Since that fateful day, I’ve worn my blue jacket nearly every day. Part linen, part cotton, it’s perfect for all seasons, and its slightly longer than usual cut makes it ideal for a bike rider. I can see why Bill wears them religiously. Over the years, the jacket has aged quite a bit, to the point where the shoulders had gone white and there were holes in a pocket and elbow. I searched online for a replacement, but they really are an elusive item. Many brands now produce a similar jacket – probably inspired by someone like me who wanted a new one – but none of them are quite as good. I’ve even had a pattern made of it, but can’t seem to track down the right fabric. I moved on to other jackets and tried to kid myself they were worthy replacements.

A while ago, I decided to try to fix bluey. I’m not sure why the idea hadn’t occurred to me earlier; maybe it was a part of emerging from the first year-and-a-half of Fred’s life, blinking at the sun, dizzy with the prospect of an hour or two to myself. I began looking into Sashiko stitching, a Japanese method of mending holes in fabric by hand. I did that at night while we watched Game of Thrones. I got in trouble for dropping pins on the floor. Then I bought some navy dye from the supermarket, but hesitated before using it. This was my blue jacket, after all. I ordered a natural indigo dye kit from the internet and waited for it. I did it all over the weekend just been. It was quite a production, but very enjoyable. The first dip was very satisfying: when I pulled out the jacket and some other shirts I had committed to the process, they looked greeny yellow, but as I hung them on the clothesline, they changed colour before my eyes. It was magical! I had forgotten to wet the fabric first, so the garments that started white had a marbled, crumpled, yet still lovely look to them.
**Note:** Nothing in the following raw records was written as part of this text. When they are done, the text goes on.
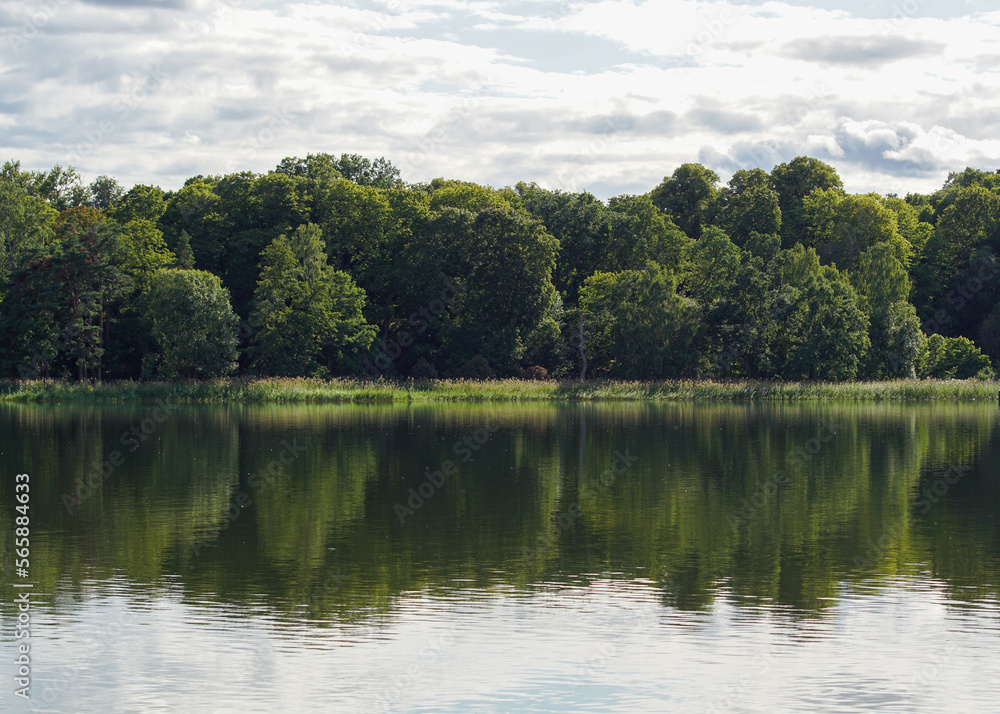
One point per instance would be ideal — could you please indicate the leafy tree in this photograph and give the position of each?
(827, 330)
(193, 325)
(688, 195)
(953, 358)
(141, 252)
(714, 263)
(139, 203)
(896, 342)
(638, 326)
(973, 220)
(26, 224)
(309, 317)
(503, 263)
(748, 205)
(795, 180)
(989, 334)
(910, 223)
(197, 209)
(104, 191)
(841, 227)
(593, 237)
(379, 173)
(185, 258)
(651, 234)
(56, 312)
(467, 196)
(880, 278)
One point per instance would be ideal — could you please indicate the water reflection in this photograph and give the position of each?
(327, 512)
(583, 557)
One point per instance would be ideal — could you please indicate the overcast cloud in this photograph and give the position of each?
(608, 96)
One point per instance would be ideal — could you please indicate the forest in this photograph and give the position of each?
(332, 266)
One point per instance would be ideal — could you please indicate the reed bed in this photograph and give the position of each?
(498, 390)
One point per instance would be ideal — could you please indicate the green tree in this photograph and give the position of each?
(57, 309)
(637, 326)
(104, 191)
(793, 181)
(841, 227)
(688, 195)
(650, 233)
(972, 221)
(880, 278)
(896, 342)
(714, 263)
(26, 224)
(826, 330)
(309, 317)
(502, 264)
(748, 205)
(139, 203)
(952, 358)
(197, 209)
(193, 325)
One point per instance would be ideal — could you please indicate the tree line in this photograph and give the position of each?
(330, 266)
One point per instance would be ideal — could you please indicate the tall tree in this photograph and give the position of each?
(193, 325)
(748, 205)
(308, 316)
(688, 195)
(795, 180)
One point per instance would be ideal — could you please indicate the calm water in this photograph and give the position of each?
(614, 557)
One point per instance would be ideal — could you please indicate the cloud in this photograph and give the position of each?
(873, 50)
(488, 91)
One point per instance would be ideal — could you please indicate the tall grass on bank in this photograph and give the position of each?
(499, 390)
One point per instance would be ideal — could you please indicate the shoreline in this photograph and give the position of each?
(277, 390)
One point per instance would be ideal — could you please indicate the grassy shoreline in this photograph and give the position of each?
(508, 390)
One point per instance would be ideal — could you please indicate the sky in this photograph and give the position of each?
(607, 96)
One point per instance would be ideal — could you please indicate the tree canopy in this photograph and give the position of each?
(332, 265)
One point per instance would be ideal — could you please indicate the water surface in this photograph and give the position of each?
(581, 557)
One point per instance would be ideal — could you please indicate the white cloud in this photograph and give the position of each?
(467, 90)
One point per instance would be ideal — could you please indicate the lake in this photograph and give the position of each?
(551, 557)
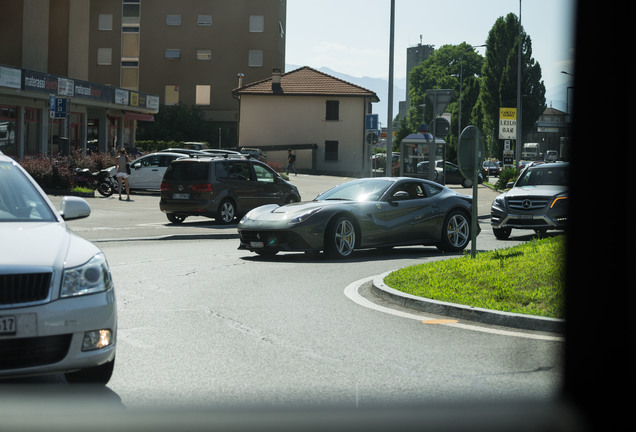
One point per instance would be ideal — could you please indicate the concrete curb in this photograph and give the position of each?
(485, 316)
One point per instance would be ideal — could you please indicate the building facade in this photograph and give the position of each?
(146, 53)
(319, 117)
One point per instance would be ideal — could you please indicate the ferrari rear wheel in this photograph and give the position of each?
(340, 238)
(455, 232)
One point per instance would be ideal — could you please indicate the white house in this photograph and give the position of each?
(320, 117)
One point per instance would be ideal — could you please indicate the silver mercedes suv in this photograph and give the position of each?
(537, 201)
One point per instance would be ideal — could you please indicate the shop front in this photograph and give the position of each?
(95, 117)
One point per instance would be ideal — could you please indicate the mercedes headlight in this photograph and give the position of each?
(89, 278)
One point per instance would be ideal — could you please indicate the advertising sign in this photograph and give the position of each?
(507, 123)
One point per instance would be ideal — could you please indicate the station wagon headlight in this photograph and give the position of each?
(89, 278)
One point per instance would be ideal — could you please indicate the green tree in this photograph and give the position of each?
(449, 67)
(499, 80)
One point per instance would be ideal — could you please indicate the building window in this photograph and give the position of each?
(257, 23)
(203, 95)
(331, 150)
(104, 56)
(204, 54)
(173, 54)
(173, 20)
(130, 13)
(130, 78)
(171, 95)
(105, 22)
(130, 45)
(204, 20)
(333, 110)
(255, 58)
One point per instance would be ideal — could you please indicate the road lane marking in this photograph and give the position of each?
(351, 291)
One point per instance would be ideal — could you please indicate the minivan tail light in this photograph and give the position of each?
(203, 187)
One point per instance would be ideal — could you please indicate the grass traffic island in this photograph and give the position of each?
(525, 279)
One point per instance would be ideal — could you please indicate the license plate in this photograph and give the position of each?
(7, 325)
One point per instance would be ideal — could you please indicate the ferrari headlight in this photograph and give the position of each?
(303, 217)
(89, 278)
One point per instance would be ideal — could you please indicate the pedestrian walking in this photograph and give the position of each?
(123, 171)
(291, 161)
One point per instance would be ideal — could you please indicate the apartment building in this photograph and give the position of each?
(132, 56)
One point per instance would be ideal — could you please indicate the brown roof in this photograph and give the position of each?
(306, 81)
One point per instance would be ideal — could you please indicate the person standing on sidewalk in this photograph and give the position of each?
(291, 160)
(123, 171)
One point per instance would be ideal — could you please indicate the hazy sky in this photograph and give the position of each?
(352, 36)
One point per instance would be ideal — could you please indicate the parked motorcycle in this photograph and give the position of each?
(102, 181)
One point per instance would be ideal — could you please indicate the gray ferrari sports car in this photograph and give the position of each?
(364, 213)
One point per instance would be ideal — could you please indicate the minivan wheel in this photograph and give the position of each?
(227, 212)
(175, 218)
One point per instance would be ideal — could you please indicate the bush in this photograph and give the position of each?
(58, 173)
(49, 174)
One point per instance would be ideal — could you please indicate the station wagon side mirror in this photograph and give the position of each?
(400, 196)
(74, 208)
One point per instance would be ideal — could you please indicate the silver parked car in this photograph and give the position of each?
(147, 171)
(57, 303)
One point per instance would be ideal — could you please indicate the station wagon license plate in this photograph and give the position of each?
(7, 325)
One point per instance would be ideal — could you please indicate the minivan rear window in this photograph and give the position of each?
(187, 172)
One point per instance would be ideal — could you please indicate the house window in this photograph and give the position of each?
(333, 110)
(105, 22)
(173, 19)
(203, 95)
(171, 95)
(104, 56)
(257, 23)
(173, 54)
(255, 58)
(331, 150)
(204, 54)
(204, 20)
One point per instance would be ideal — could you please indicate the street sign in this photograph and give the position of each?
(57, 107)
(470, 151)
(371, 121)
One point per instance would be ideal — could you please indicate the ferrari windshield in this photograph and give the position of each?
(19, 200)
(358, 190)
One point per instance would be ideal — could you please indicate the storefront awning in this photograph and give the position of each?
(139, 116)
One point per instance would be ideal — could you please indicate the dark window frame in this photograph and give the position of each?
(332, 110)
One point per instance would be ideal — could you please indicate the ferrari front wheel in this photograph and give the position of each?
(340, 238)
(455, 232)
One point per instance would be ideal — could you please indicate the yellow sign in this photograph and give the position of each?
(507, 123)
(507, 113)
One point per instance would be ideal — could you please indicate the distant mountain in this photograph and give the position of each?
(378, 85)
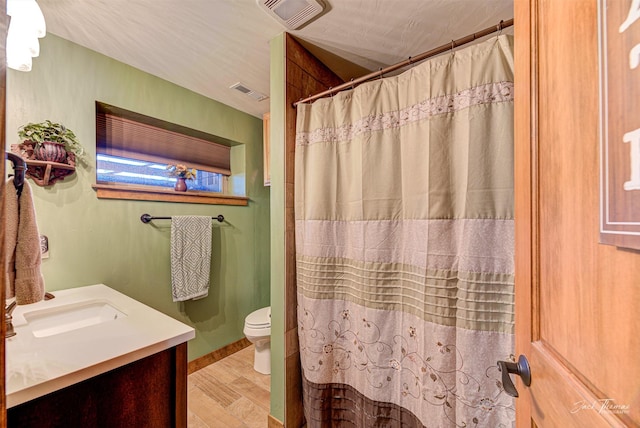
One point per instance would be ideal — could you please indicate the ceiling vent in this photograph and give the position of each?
(249, 92)
(293, 14)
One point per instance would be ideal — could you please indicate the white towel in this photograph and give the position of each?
(190, 257)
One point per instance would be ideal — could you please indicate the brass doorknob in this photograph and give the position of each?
(521, 368)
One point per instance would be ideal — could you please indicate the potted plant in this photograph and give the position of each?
(49, 141)
(182, 173)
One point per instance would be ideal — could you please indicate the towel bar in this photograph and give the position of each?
(146, 218)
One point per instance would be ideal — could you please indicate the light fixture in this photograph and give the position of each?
(26, 27)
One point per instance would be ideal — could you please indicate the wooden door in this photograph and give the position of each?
(577, 301)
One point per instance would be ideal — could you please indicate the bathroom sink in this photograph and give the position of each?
(82, 333)
(62, 319)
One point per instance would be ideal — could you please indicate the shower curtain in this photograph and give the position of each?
(405, 246)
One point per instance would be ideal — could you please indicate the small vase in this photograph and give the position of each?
(181, 185)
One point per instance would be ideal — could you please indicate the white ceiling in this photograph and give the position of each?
(208, 45)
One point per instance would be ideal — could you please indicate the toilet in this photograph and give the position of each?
(257, 329)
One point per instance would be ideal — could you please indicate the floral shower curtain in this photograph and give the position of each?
(405, 245)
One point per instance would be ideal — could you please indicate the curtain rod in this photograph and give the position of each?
(449, 46)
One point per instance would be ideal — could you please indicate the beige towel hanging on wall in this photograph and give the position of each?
(22, 245)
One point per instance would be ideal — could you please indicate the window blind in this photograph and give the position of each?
(121, 136)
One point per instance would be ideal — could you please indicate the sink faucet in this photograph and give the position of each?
(9, 331)
(8, 311)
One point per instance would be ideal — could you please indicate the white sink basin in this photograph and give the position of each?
(62, 319)
(82, 333)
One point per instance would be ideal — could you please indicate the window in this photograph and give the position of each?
(133, 151)
(116, 169)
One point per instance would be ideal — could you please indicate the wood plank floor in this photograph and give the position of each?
(229, 393)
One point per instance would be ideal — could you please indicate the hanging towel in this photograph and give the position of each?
(22, 246)
(190, 257)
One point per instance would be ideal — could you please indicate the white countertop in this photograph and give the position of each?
(36, 366)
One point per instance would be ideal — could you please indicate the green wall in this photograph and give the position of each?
(103, 241)
(276, 133)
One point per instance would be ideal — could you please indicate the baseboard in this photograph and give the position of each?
(274, 423)
(217, 355)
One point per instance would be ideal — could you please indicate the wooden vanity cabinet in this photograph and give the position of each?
(150, 392)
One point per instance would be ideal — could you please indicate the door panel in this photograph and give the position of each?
(577, 300)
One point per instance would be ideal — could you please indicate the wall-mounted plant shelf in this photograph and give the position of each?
(45, 173)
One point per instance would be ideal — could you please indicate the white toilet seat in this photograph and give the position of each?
(257, 329)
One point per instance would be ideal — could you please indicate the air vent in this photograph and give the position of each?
(249, 92)
(292, 14)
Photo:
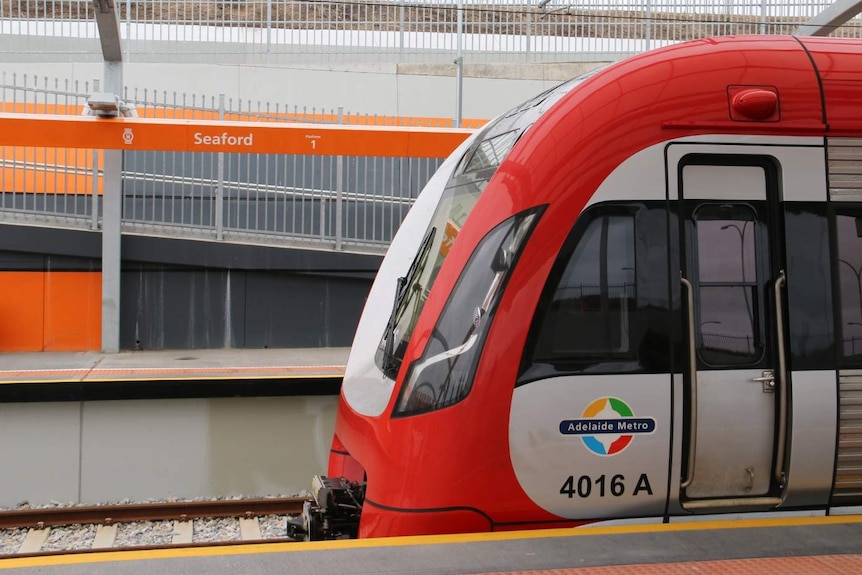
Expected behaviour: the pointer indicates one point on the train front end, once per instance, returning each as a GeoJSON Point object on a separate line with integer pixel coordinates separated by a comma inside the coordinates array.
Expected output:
{"type": "Point", "coordinates": [400, 375]}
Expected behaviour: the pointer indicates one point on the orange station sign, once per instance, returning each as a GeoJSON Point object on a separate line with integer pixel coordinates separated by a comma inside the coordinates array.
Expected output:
{"type": "Point", "coordinates": [56, 131]}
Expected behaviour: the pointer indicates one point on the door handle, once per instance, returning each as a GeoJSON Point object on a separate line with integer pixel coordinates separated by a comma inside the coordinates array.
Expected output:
{"type": "Point", "coordinates": [767, 378]}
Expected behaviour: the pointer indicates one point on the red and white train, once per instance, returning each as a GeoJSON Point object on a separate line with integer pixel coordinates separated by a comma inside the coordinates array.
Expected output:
{"type": "Point", "coordinates": [638, 295]}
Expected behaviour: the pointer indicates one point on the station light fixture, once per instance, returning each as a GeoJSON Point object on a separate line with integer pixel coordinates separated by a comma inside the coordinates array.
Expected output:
{"type": "Point", "coordinates": [109, 105]}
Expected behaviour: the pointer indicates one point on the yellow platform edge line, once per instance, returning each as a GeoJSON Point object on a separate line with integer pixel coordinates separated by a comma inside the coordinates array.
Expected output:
{"type": "Point", "coordinates": [260, 548]}
{"type": "Point", "coordinates": [202, 376]}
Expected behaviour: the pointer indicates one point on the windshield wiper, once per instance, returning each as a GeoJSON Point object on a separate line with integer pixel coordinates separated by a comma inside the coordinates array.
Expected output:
{"type": "Point", "coordinates": [390, 362]}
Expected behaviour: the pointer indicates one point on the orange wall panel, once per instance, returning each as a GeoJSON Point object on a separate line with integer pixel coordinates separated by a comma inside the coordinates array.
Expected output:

But old bluey looked magnificent. Over the weekend I dipped her back in the dye four or five times, though I’m not sure how much difference it made. She’s finished now, restored nearly to her former glory, and I’m almost scared to put her on again. What if she’s not as good any more? Am I clinging onto the past too tightly? Is this all an elaborate form of procrastination from writing my stories? I almost prefer the shirts, because they’re so strange. Ah well. Fred just woke up.


The vat, a couple of days in. Note there is no longer a bubby film over the top, so the water is now a deep blue – which makes me suspicious of its dyeing powers.


Bluey, fresh outta the vat.


Just look at that fabric. Note the marbled shirts in the background – after repeated dips, they came out very nice. Still marbled, mind.


The finished article, nearly dry, after four or five dips over the span of a weekend. Note the sashiko stitching on the pocket. The French and the Japanese – what a great bunch of lads.


In unrelated news, Fred was spotted in his own custom Tess vest, knitted for him by Helen, AKA Noonoo. He was watching television, unaware of indigo dye, traditional Japanese mending techniques or any other such nonsense.